Concrètement, le film de Godard nous parle du langage. Les raisons de la crise du couple sus-cité sont pour le moins floues. La femme réclame l’égalité, les querelles de la grande Histoire se sont immiscées entre eux… Du Méprisà Nouvelle vague, le couple chez Godard s’est progressivement réduit jusqu’à l’esquisse. Celui d’Adieu au langage est devenu iconique, Godard filme d’ailleurs l’homme et la femme nus, tel Adam et Ève. Le traumatisme de l’Histoire, grand thème godardien, est entré dans le quotidien. À travers eux, le cinéaste exprime sa lassitude du monde ; ce monde dont il dit que le fascisme, bien qu’il ait perdu par les armes, est le vrai gagnant de l’Histoire. Levinas, Ellul, De Stael et tant d’autres : à son habitude, le cinéaste abuse de nombreuses citations piochées dans la littérature, les arts ou la philosophie, il superpose les images, brûle les couleurs, tord les sons, et donne au final le sentiment que, pour lui, la société actuelle n’est que tyrannie du bonheur, désastre technologique, contamination de la non-pensée. Une phrase parmi d’autres résonne fort dans ce maelström étourdissant : « Vous êtes emplis du goût de vivre. Je suis là pour vous dire non. Et pour mourir. » Godard chapitre son film en deux parties dont la première s’appelle « 1 : Adieu ».

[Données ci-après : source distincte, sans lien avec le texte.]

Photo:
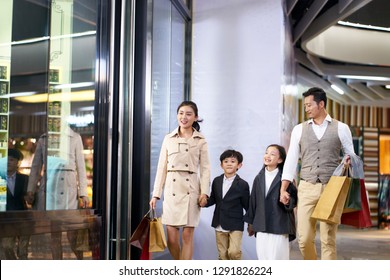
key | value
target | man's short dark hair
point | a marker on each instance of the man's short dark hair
(317, 93)
(15, 153)
(231, 153)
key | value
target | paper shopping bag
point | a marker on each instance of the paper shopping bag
(145, 254)
(362, 218)
(331, 203)
(353, 202)
(141, 232)
(157, 240)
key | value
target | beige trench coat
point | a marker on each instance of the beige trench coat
(184, 173)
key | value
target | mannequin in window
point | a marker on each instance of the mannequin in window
(62, 181)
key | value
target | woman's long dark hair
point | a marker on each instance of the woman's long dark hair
(195, 108)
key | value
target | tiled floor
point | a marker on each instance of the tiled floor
(356, 244)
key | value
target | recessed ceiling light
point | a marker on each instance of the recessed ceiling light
(364, 26)
(336, 88)
(358, 77)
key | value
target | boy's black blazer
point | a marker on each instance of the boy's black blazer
(229, 210)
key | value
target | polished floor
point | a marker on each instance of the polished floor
(356, 244)
(352, 244)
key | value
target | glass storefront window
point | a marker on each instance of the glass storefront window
(168, 73)
(47, 99)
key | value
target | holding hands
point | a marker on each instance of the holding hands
(284, 197)
(202, 200)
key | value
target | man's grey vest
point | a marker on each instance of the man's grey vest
(319, 157)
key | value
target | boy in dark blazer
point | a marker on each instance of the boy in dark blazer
(231, 195)
(16, 192)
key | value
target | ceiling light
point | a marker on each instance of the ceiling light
(84, 95)
(336, 88)
(364, 26)
(75, 85)
(357, 77)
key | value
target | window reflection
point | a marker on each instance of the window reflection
(47, 97)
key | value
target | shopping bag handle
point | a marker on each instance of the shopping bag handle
(347, 170)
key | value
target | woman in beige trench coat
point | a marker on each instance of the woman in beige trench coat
(184, 173)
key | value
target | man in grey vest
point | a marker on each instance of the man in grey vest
(317, 142)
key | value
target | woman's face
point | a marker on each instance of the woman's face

Et puis il y a l’apparition de plus en plus fréquente du chien. C’est le chien de Godard et de sa compagne. Il le filme avec des petites caméras, des téléphones portables, dans un tas de situations ordinaires. Il semble véhiculer l’idée, assez nouvelle chez Godard, d’un éloge de l’état de Nature. Alors que le couple s’empêtre dans l’incommunicabilité, lui semble capable d’écouter le bruit de la rivière, il apparaît dans des images évoquant l’impressionnisme, toujours dans un rapport immédiat et sincère au monde. Donc, de deux choses l’une. Soit on s’arrête là en concluant que le vieux cinéaste sucre les fraises avec son toutou. Soit on commence à comprendre que la figure du chien nous aiguille en fait sur une tout autre voie. Il nous emmène sur les chemins de traverse d’un cinéma à l’état primitif, qui accorde pleine confiance aux formes et aux couleurs, d’un art intimiste et à la puissance évocatrice infinie, d’un idiome dégagé du sens manifeste. Cette deuxième partie, Godard l’appelle « 2 : Métaphore ».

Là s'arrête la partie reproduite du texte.